Those Great Catalina Races

Sub title: They Really Did Do This

Can you imagine having our own Isle of Man? A replica of the most famous race in the world. 200 motorcycles racing ten laps on a ten mile race course that runs thru mountain and town? A race with so much prestige motorcycle manufacturers built special bikes for it.
A dream? No, they had this for eight years.
26 miles off the coast of California, in the town of Avalon, Catalina Island. The first weekend of May from 1951 thru 1958 contestant's bikes were put on a barge and towed across the channel in the wee hours when the ocean is flat. These races were staged Saturday and Sunday. This story is about the Catalina Grand National and its' relationship to the development of motorcycles as we know them now. This is when a cup of coffee was a nickel and a gallon of gas cost about the same as a pack of cigarettes, 25 cents.
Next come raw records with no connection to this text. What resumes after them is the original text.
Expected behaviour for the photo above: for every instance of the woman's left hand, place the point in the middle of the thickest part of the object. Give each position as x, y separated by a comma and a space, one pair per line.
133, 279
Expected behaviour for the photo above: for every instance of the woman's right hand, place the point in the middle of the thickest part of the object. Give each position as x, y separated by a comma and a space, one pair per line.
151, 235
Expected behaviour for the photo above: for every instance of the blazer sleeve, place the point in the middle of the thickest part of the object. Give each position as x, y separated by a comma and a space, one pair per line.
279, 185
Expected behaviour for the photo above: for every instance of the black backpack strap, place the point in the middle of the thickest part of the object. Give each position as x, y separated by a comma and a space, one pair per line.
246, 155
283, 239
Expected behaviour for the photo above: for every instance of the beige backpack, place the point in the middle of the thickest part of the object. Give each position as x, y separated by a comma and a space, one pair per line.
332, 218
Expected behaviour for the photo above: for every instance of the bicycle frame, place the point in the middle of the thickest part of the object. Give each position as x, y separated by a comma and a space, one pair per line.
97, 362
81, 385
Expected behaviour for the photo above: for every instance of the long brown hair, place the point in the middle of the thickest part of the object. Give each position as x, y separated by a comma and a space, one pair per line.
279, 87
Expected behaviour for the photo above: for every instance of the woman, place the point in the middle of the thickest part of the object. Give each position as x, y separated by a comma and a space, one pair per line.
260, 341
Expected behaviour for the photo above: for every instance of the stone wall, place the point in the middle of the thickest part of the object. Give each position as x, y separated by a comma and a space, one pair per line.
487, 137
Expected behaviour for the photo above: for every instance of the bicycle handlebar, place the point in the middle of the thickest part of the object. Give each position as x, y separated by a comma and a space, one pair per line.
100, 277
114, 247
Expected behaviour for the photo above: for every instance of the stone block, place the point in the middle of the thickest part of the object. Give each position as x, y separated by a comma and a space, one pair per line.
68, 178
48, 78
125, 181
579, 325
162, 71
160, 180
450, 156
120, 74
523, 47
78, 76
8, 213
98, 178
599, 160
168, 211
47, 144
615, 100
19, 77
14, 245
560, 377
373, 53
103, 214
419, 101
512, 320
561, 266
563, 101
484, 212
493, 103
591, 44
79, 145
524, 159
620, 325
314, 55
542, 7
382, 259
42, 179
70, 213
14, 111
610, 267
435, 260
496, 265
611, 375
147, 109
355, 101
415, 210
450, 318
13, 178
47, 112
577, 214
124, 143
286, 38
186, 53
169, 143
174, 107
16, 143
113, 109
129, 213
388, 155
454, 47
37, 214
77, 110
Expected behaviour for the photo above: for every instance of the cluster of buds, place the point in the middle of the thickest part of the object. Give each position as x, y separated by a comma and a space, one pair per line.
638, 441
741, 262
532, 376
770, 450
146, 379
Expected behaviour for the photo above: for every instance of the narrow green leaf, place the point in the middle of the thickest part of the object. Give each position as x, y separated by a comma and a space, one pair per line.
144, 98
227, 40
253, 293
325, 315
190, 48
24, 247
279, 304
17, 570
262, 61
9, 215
During the `50s and `60s controls on motorcycles were not all the same. Harley-Davidsons had a foot operated clutch along with a shift lever on the side of the gas tank. For the 1952 race H-D introduced their new unit construction side valve 45 inch V-twin with a shift lever for the right foot, it was the “K” model. (Forerunner to the 883 Sportster.) The following year 14 of the H-D “K” models entered were of 55 inch displacement. Harley-Davidson put three “K” models into the top ten in both the '53 and '54 races. Then there was Ray Tanner who rode his hand shift 74 inch H-D to 6th in '51, 4th in '52, 7th in '53, 2nd in '54, and 7th in '56. Tanner had an advantage, he would get the bike sideways and drag his floorboards to slow the big V-twin down.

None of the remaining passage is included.